I have searched the forum for my issue and found nothing related or helpful.
I have checked the Resources category;
I have reviewed the Wiki for relevant information
I have read the the Release Notes and Errata
OpenMandriva Lx version:
Rock 6.0
Desktop
KDE
Running OM from an external 1TB Samsung drive on an ASUS ROG notebook & a NUC. No on either platform.
Description of the issue (screenshots if relevant):
Harrison Mixbus, a DAW available for Linux, installs w/o issue on Manjaro, Debian & Duvuan but will not install on OM. The .run file executes properly but fails when it tries to extract files. This happens w/both version 10 & 11.

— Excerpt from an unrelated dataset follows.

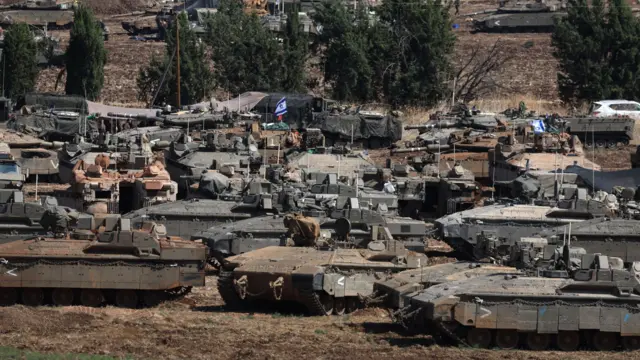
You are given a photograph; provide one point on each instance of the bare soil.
(198, 327)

Relevant informations (hardware involved, software version, logs or output…):
Files are freely available from Harrison Audio website & can be tested w/o consequences as the software is available as a demo. Link provided upon request.
We will need the error output. If you are running it in a terminal, that should do. It’s probably hard wired for mainstream distro installs and uses their package names to provide dependencies. We can make an effort to help you with it, but we may have limited options if they don’t offer any source code or advanced options in their installer.

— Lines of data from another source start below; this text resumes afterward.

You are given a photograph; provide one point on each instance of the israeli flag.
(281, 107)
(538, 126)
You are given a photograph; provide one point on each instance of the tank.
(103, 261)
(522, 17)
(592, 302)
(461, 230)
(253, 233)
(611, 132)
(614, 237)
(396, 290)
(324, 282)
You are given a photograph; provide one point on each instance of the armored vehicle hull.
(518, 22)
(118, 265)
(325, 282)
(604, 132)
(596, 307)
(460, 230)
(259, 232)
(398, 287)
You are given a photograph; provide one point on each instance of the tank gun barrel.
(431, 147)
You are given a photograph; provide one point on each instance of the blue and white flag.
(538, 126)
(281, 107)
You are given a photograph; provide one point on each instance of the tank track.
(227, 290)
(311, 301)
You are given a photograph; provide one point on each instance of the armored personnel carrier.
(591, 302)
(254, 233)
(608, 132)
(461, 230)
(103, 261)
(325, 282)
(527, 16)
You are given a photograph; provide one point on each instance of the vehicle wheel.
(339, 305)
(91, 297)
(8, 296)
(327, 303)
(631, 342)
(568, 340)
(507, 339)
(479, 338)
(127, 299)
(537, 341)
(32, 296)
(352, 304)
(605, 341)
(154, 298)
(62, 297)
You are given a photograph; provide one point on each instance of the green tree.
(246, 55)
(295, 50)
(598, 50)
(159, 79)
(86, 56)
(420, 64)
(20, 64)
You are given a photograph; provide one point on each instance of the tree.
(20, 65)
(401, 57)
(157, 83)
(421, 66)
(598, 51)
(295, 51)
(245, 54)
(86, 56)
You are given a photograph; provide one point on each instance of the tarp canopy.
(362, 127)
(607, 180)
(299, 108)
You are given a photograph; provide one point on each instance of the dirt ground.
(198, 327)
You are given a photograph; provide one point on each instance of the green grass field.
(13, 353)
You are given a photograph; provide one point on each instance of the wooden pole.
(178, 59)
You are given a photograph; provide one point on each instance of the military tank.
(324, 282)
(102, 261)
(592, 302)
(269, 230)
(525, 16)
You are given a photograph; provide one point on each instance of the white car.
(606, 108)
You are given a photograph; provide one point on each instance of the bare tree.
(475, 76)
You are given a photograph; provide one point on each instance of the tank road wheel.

Verifying archive integrity . . . 100% MD5 checksums are OK. All good.
Uncompressing Mixbus 100% . . . Extraction failed.
Signal caught, cleaning up
Press return to close this window.
I can reach out to Harrison tech support to see what they’ll share, but I’m not optimistic.

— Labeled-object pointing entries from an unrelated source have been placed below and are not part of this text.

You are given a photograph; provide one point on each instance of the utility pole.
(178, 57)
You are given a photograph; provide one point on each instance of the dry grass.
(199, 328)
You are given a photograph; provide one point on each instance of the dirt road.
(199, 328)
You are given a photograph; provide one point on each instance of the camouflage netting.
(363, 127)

That is probably because we use bsdtar by default not gnutar. @bero or someone else more seasoned than myself will probably be able to help you work around that.
Follow up:
Just checked & the 3 other distros I was able to install to, Manjaro, Devuan & LMDE all typically use gnutar.
Could be the whole issue right there.
Maybe try creating a temporary alias for the purposes of the script. You can install gnutar with sudo dnf in gnutar in a terminal. I have a partial internet outage or I would point you in the right direction.
I rarely use file compression of any sort these days so I can be completely tar-agnostic. I’m considering swapping out one for the other to see what happens.
You will probably remove other things it depends on. If you don’t want to search for how to make a temporary alias for a terminal session to just run the installer, then you can use update-alternatives and change it that way.
Do you suppose both apps could co-exist? I wonder if the installation routine could find what it needs if it were just installed beside the other one. Thoughts?
There’s some ways to do it that are better than update-alternatives (which is a pain to use and affects the entire system instead of just the current user) – e.g. you can mkdir ~/gtar ; ln -s /usr/bin/gtar ~/gtar/tar and then adjust PATH to have ~/gtar ahead of /usr/bin (e.g. export PATH=~/gtar:$PATH)
Bero’s advice might be better. It’s how we deal with the same limitation of Steam. They use an option that is only used in gnutar and not bsdtar instead of using other means to handle that option. There are philosophical reasons not to do what they are doing with gnutar but they probably just want to do something that all of the well known distros will be able to work with.
Sending their support people a message about it might help clarify that we are moving in the correct direction, and that they simplify their tar call so it doesn’t need fancy things.